Spagna, economia in crescita
Mentre il governo italiano si affanna a cercare di raggranellare qualche decimale di crescita del pil e la Francia è alle prese con una fondamentale tornata elettorale, la Spagna gode di un risultato della prima trimestrale 2017 di grande valore. Lo 0,8% degli iberici stride a confronto del misero 0,3% dei francesi, e porta la base annua prevista per il 2017 ad un sonoro 3% di crescita del pil. A questo bisogna aggiungere che è il terzo anno consecutivo positivo e che ora il paese guidato da Rajoy è solo a 4 decimali di punto dalla soglia pre-crisi. A margine, a beneficio dei fautori della Brexit, possiamo aggiungere il risultato peggiore raggiunto dalla Gran Bretagna nell’ultimo anno, le incognite sull’uscita dall’Europa iniziano a farsi strada ed il Regno Unito si ferma allo 0,3%.
Gli aspetti della rinascita spagnola sono peraltro variegati, oltre il 3% conseguito per il terzo anno consecutivo, si è assistito ad un forte cambiamento nella composizione del pil spagnolo, il Financial Times fa notare come il settore delle costruzioni, alla base della bolla immobiliare e quindi della crisi che ha colpito la Spagna, non sia più al primo posto. E’ passata da oltre il 10% a meno della metà , nel contempo le esportazioni di beni e servizi sono esplose passando dal 25 al 33% del pil con una variegata composizione.
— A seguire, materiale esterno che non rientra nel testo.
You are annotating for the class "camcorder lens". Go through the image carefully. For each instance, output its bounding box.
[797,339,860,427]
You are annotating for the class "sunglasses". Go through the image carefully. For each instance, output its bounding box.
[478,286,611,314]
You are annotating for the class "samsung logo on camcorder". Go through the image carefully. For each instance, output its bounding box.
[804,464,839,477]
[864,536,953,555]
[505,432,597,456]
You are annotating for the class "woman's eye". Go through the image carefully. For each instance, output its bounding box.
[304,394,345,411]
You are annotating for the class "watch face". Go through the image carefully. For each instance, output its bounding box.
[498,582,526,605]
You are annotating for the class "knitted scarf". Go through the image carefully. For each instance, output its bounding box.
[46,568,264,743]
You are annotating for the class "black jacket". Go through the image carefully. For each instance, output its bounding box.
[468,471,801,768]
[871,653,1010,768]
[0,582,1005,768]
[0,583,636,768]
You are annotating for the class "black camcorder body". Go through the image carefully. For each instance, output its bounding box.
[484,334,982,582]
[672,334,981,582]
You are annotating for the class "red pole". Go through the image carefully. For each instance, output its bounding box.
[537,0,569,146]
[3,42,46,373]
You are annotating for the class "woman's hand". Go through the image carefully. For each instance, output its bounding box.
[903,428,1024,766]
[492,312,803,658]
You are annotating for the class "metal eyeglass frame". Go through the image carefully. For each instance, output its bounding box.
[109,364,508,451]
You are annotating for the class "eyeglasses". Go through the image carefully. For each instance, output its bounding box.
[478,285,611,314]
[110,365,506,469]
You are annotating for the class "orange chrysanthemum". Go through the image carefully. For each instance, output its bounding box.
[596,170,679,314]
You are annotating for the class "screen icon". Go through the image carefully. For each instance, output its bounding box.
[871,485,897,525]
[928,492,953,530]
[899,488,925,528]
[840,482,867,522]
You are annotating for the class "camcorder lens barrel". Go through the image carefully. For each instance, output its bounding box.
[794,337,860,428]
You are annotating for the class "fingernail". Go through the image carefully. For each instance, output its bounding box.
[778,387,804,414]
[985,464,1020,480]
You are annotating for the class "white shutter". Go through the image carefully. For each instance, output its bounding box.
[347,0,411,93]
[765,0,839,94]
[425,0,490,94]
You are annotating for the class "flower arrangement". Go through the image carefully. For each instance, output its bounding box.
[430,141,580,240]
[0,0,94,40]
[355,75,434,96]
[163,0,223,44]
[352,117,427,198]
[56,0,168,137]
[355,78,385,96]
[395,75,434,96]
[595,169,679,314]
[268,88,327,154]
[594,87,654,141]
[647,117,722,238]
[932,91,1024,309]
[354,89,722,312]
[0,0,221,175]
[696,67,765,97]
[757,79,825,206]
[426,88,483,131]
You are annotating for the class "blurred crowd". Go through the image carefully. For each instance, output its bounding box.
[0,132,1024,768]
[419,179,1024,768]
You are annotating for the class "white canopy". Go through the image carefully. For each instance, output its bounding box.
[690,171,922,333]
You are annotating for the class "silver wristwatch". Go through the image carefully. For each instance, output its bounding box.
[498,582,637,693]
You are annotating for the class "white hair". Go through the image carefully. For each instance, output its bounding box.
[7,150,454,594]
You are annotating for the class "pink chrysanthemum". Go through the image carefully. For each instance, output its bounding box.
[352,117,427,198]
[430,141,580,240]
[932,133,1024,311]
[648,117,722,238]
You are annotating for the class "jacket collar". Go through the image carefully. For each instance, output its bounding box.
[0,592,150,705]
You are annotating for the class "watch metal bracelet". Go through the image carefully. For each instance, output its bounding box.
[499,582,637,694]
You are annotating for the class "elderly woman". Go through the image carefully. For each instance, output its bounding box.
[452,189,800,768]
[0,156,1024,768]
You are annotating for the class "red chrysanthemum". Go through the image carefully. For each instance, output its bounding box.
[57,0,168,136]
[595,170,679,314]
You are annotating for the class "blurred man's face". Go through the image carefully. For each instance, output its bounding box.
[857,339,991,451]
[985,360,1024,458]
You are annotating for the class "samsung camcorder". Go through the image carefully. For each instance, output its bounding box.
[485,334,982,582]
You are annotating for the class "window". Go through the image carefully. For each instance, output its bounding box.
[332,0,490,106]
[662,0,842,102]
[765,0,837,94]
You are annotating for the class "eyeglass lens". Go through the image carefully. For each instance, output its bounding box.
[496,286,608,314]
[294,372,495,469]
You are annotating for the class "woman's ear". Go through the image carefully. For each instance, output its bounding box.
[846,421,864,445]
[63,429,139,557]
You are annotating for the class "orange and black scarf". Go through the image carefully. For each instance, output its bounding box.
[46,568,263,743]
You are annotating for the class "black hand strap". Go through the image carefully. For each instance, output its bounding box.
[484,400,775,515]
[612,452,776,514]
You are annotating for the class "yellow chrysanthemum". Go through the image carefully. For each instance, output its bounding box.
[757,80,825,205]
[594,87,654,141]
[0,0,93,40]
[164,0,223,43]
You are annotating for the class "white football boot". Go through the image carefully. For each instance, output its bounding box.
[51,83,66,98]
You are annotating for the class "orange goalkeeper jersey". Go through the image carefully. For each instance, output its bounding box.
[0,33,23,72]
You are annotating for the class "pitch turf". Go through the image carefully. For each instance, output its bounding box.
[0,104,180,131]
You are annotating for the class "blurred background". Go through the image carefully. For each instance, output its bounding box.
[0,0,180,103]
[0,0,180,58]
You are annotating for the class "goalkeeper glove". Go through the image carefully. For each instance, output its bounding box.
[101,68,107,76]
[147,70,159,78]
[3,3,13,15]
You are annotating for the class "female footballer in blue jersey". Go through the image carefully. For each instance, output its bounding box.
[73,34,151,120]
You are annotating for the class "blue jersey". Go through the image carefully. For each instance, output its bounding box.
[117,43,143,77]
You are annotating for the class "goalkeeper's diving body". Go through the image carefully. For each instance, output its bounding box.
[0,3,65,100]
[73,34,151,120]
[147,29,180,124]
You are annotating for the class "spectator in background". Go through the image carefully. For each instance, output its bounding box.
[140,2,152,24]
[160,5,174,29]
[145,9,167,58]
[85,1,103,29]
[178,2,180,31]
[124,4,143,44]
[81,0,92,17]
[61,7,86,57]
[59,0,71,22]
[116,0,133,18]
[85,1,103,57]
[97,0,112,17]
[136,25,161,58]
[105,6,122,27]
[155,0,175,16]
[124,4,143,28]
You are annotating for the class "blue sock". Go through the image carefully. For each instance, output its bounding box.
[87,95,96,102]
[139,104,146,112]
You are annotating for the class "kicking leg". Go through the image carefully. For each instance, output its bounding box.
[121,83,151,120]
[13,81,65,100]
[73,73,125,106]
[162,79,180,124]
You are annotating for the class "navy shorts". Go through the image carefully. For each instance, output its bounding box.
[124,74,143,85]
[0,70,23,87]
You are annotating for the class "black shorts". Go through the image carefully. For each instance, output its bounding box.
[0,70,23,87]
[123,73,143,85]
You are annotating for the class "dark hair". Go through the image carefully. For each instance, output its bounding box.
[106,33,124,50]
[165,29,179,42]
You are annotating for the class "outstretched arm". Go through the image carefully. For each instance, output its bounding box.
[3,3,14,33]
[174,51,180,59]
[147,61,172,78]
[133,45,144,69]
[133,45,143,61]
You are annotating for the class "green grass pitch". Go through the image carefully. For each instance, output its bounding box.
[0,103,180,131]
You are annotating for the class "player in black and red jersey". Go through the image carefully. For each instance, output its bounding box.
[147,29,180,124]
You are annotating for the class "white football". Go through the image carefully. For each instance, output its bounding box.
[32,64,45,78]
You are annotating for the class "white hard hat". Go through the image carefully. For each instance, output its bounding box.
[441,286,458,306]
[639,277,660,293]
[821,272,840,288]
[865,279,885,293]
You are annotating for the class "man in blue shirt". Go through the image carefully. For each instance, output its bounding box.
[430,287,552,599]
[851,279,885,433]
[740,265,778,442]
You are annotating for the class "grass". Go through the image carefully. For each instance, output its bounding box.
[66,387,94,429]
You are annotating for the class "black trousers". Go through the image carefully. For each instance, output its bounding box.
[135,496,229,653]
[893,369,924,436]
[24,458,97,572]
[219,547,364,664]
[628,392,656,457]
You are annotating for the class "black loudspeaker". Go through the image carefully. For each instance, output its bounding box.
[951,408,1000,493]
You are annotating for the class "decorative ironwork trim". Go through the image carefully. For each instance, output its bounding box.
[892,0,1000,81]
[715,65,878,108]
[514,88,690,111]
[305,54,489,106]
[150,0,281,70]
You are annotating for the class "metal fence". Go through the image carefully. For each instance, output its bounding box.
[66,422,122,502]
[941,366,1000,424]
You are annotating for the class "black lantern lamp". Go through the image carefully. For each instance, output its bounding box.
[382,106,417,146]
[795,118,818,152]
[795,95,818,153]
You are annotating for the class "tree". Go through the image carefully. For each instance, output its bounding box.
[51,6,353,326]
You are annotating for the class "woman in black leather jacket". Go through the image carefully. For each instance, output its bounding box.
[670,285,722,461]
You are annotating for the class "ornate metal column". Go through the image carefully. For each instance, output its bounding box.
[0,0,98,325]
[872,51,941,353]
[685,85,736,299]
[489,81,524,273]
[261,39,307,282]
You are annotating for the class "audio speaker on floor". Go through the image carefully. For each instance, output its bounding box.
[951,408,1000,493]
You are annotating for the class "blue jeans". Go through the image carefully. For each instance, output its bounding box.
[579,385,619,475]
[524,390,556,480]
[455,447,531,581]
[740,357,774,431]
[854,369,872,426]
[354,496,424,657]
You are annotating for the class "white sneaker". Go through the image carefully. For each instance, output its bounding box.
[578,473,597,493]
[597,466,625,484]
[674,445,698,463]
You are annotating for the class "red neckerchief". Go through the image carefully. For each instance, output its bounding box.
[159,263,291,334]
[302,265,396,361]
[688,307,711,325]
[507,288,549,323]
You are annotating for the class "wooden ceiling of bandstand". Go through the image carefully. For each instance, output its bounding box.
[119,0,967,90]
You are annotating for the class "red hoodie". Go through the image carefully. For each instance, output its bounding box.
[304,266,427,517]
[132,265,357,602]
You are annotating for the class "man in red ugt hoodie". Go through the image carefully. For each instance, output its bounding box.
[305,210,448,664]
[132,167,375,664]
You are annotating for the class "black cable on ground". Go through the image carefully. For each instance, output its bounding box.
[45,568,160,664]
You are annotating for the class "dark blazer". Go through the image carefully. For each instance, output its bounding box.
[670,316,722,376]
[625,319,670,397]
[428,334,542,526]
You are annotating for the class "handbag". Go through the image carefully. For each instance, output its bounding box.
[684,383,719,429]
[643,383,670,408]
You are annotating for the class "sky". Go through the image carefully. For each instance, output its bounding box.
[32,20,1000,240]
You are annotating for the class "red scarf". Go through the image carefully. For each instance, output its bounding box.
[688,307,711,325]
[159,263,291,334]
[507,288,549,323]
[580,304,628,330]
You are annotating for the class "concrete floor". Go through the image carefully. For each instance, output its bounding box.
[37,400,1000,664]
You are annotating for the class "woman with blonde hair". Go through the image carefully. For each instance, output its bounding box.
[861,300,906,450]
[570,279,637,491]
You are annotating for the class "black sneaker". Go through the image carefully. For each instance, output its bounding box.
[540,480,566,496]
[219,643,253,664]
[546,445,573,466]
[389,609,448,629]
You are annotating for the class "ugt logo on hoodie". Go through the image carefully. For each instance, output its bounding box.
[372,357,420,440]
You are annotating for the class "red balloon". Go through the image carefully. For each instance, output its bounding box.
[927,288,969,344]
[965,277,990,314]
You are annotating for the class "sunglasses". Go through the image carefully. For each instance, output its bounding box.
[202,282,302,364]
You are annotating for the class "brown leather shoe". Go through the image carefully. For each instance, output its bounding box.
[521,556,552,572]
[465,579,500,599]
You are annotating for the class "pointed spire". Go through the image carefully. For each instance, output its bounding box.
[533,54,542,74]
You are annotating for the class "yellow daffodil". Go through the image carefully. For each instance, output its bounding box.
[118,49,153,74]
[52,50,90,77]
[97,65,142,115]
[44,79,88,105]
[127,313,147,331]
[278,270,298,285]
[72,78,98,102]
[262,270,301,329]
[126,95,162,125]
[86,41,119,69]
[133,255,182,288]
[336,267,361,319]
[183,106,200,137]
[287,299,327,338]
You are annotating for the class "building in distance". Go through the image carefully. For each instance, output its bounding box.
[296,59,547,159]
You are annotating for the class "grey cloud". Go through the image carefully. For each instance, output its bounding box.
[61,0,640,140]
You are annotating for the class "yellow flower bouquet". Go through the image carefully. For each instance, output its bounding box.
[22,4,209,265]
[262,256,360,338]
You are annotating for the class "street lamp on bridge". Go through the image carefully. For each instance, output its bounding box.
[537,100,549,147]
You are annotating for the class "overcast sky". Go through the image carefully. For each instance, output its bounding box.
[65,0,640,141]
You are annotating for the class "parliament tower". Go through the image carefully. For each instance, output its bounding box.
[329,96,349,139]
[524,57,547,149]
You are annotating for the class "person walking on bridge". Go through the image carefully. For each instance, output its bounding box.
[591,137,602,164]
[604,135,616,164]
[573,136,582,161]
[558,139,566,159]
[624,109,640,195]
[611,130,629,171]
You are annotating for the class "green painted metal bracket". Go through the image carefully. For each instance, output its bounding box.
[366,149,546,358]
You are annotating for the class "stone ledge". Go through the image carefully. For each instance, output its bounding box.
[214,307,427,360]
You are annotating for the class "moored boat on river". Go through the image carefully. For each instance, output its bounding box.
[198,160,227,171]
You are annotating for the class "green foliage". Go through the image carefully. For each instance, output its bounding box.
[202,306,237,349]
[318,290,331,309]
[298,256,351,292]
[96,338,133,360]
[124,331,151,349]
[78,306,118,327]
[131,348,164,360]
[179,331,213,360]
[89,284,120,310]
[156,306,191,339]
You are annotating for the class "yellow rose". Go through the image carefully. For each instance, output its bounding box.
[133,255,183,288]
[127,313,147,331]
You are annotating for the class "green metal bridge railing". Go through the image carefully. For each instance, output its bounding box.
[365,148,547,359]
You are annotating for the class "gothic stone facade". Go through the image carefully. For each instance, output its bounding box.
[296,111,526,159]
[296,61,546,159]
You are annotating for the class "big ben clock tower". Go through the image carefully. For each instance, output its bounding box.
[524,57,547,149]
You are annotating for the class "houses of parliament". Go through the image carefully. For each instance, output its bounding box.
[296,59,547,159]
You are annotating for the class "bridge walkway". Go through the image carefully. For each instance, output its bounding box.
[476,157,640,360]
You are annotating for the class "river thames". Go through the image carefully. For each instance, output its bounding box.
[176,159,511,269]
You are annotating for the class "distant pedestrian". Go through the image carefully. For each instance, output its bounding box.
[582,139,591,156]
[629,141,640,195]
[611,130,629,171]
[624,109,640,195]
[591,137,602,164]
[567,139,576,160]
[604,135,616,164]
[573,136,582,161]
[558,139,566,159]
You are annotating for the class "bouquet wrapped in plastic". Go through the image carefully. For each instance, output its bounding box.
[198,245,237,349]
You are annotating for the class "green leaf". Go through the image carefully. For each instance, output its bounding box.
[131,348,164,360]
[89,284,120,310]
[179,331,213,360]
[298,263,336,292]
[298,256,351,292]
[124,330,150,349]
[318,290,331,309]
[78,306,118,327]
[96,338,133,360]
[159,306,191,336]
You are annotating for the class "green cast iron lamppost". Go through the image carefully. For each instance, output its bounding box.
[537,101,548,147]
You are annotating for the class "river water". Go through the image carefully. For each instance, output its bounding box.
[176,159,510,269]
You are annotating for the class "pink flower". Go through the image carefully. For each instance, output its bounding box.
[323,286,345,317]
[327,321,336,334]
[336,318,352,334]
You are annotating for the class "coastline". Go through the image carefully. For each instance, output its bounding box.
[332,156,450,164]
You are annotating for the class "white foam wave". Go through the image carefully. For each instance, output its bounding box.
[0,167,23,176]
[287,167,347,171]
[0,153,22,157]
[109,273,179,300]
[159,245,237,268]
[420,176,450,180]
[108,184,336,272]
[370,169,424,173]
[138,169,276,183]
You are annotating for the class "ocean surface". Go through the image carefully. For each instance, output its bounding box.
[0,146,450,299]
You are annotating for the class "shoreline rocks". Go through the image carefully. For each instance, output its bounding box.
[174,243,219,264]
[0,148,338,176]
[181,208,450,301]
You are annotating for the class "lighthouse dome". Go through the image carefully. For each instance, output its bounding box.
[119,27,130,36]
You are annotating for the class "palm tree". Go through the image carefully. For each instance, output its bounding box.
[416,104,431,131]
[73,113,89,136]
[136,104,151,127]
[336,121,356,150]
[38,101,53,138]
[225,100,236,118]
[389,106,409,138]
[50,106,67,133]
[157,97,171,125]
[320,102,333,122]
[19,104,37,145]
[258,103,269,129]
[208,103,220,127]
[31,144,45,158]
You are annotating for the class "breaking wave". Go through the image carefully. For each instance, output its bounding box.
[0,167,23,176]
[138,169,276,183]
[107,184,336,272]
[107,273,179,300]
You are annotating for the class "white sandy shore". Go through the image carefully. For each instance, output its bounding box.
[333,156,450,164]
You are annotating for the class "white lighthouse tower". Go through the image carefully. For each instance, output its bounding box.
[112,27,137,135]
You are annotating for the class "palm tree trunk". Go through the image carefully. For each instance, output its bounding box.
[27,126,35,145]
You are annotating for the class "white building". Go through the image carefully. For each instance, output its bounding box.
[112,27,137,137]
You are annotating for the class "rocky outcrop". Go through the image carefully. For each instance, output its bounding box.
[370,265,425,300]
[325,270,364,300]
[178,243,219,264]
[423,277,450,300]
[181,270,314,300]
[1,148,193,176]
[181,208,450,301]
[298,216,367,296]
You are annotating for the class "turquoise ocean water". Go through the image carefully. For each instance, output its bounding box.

Lo stesso autorevole giornale economico punta il dito sul diverso approccio rispetto al problema bancario, mentre gli iberici hanno lasciato fallire le banche non sostenibili, l’Italia si è lanciata in costosissime operazioni di salvataggio, senza nemmeno riuscire a ripristinare condizioni economiche sane delle stesse.
Non bisogna nascondersi il rovescio della medaglia, se le esportazioni stanno vivendo una stagione di grande successo, si deve ad un abbattimento del costo del lavoro che trova molte analogie con le riforme del mercato del lavoro fatte dal governo Renzi. Curiosamente simili i percorsi, ma fatti da un governo di destra in Spagna e da uno di sinistra (?) in Italia, purtroppo con risultati estremamente diversi, evidentemente quanto esposto in precedenti articoli mostrando che il solo taglio del costo del lavoro non serve, non è nei programmi dei governi italiani di questi anni.
Il costo unitario del lavoro in Spagna è calato del 14% dal 2010 ad oggi, il risultato è dovuto al jobs act spagnolo, che nel paese guidato da Mariano Rajoy ha preso il nome di Ley Estrella (Legge Stella). Il tutto in un paese guidato con governi di minoranza o di coalizione, anche qui il paragone con la tanto invocata governabilità di Matteo Renzi mostra che per fare atti positivi non è necessario un referendum costituzionale. La Ley Estrella è stata comunque fortemente lesiva dei diritti dei lavoratori, introducendo la possibilità di licenziamento per mutate condizioni economiche; un taglio alle indennità dovute al lavoratore licenziato senza giusta causa; contratti fatti in deroga alla normativa nazionale.
Il risultato della riforma del lavoro, oltre i risultati economici positivi, ha profondamente mutato la struttura sociale del paese. Su 20 milioni di contratti di lavoro nuovi firmati, ben 9 su 10 sono stati a tempo determinato, portando il totale dei precari al 40% dei 18,5 milioni di iscritti alla Seguridad Social. Se è vero che dal 2013 ad oggi il tasso di disoccupazione è sceso del 7,5%, record europeo, è altrettanto assodato che sono ancora 3,7 milioni i disoccupati ed altri 500.000 cittadini spagnoli hanno perfino smesso di cercare una occupazione. Come sempre in questi casi si è allargata la forbice tra ricchi e poveri e le categorie più deboli risultano anche quelle più colpite con un 43% di senza lavoro tra i giovani e le donne.
Le perplessità sull’attuale composizione del mercato del lavoro hanno trovato riscontro nella Commissione Europea che ha invitato a mettere in atto dei correttivi dichiarando che “l’evidente disparità tra lavori protetti e precari ha un impatto molto negativo sulle condizioni dei lavoratori e sulla coesione sociale”; e nelle parole della responsabile per la Spagna del FMI, Andrea Schaechter secondo cui “La gran parte del lavoro che si va creando è a tempo determinato, la dualità del mercato del lavoro è tanto marcata da impedire gli investimenti in capitale umano con inevitabili conseguenze sulla produttività dei lavoratori”.